2. The plaintiff waives the remaining claims.

3. The costs of lawsuit and the costs of mediation shall be borne by each person;

【Ground of recognition】 The fact that there has been no dispute, significant fact in this court, and purport of the whole pleading

2. Judgment on the grounds for quasi-examination

A. The conciliation protocol of this case should be revoked, inasmuch as there was no evidence to acknowledge that the volume and amount of movable property stated in the separate sheet submitted by the Plaintiff solely dependent on the Plaintiff’s memory, as well as there was no sufficient agreement between the Defendant and the Defendant on the gist of the Defendant’s assertion.
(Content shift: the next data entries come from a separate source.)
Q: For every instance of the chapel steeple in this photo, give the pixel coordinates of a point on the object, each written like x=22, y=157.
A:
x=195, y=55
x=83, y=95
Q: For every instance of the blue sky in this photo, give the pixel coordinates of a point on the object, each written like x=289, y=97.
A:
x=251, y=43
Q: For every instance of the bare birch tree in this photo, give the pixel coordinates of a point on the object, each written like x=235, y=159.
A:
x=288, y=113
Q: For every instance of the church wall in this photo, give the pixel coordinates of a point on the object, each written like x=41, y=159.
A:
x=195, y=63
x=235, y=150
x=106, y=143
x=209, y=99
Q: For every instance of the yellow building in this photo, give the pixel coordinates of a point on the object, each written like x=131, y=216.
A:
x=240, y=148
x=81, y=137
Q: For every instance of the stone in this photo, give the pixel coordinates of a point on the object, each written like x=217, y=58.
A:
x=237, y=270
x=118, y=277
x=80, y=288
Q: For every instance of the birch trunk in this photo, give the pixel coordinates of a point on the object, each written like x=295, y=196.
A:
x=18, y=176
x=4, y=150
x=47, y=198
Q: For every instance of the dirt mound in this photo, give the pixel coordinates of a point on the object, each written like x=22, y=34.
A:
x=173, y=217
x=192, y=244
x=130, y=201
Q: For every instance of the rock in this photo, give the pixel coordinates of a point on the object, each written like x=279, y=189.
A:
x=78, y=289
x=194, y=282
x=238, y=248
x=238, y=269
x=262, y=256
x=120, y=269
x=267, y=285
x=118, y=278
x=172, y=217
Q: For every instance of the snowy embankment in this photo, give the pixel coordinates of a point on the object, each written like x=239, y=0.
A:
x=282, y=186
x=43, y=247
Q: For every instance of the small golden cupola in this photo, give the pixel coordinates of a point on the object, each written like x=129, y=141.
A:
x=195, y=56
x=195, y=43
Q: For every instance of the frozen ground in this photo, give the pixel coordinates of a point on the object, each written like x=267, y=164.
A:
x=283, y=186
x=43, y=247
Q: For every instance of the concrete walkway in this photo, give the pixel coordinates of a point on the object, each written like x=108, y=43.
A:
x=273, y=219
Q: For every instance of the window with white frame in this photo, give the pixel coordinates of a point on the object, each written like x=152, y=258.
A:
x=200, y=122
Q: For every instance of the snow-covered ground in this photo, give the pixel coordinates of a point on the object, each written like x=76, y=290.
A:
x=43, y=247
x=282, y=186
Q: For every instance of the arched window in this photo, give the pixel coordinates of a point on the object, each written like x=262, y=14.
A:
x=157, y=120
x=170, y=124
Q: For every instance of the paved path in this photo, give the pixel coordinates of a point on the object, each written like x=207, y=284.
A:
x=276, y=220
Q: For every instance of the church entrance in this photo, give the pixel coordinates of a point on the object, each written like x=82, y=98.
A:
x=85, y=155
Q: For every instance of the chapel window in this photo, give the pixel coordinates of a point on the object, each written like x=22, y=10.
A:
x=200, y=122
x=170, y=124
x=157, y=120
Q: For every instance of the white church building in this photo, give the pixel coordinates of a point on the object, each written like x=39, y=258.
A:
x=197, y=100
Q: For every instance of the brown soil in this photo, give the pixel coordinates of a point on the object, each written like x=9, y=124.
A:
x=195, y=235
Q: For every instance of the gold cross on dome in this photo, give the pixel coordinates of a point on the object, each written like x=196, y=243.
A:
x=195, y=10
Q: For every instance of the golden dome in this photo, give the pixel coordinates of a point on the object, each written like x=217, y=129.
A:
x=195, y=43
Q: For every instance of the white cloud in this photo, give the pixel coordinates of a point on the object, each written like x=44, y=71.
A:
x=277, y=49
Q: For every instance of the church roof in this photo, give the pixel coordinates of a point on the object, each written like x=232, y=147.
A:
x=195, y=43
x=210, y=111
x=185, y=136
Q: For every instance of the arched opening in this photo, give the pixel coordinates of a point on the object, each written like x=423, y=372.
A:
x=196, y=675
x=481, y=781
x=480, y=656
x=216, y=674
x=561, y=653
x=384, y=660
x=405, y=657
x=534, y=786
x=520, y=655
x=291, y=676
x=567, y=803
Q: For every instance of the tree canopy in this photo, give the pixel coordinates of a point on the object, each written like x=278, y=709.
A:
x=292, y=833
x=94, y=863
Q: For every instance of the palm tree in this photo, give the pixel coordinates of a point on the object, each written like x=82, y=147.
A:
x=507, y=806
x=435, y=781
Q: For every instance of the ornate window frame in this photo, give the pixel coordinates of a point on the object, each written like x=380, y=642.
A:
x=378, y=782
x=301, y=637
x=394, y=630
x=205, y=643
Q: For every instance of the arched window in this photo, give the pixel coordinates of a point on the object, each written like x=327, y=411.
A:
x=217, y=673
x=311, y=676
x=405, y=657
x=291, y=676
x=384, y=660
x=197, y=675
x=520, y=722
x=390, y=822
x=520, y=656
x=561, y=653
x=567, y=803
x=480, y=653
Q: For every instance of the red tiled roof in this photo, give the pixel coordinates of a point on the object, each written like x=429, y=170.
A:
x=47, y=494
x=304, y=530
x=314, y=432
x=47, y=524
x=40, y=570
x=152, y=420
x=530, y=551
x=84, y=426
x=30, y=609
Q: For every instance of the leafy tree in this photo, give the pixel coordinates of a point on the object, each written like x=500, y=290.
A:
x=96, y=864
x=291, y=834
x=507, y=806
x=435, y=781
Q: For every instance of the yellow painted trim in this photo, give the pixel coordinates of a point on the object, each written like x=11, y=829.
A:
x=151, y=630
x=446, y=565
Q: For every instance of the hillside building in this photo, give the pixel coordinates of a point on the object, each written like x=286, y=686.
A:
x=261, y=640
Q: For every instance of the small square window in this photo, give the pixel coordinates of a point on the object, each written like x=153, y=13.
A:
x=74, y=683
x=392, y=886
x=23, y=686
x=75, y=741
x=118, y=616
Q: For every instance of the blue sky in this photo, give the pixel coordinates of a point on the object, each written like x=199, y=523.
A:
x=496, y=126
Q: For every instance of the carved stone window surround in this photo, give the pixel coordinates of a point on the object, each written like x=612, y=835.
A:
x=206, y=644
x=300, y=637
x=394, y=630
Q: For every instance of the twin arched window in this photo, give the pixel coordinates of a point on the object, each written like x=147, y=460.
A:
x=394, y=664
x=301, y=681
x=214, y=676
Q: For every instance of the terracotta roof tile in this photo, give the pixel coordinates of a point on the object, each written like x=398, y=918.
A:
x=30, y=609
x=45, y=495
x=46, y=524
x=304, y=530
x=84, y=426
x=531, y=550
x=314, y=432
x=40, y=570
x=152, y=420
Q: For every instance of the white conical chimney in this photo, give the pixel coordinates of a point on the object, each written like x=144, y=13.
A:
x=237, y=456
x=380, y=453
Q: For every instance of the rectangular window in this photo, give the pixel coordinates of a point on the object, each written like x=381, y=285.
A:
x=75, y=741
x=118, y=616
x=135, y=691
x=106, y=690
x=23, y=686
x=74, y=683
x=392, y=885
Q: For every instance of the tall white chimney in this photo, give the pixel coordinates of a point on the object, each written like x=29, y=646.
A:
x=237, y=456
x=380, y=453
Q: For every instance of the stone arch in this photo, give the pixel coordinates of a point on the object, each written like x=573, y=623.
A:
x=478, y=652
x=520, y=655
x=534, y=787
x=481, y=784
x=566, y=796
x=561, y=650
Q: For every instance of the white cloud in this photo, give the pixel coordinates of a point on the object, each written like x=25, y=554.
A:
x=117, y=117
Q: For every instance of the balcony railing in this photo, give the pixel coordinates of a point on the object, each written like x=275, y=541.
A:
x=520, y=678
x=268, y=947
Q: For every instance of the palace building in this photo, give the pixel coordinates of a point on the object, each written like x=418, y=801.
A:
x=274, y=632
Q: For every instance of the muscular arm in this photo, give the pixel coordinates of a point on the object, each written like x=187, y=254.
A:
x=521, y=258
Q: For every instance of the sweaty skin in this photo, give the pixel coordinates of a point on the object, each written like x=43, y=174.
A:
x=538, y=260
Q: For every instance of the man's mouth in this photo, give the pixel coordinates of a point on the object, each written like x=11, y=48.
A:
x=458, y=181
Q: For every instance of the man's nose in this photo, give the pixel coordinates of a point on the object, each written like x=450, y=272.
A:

B. Inasmuch as a lawsuit on a retrial on the final judgment that became final and conclusive is permitted only when there exists a cause falling under any subparagraph of Article 451(1) of the Civil Procedure Act, a lawsuit on retrial is unlawful and thus ought to be dismissed.

(see, e.g., Supreme Court Decision 96Da31307, Oct. 25, 1996). The same applies to a conciliation with the same effect as a judicial compromise, and Articles 461 and 220 of the Civil Procedure Act, and the Judicial Conciliation of Civil Disputes Act.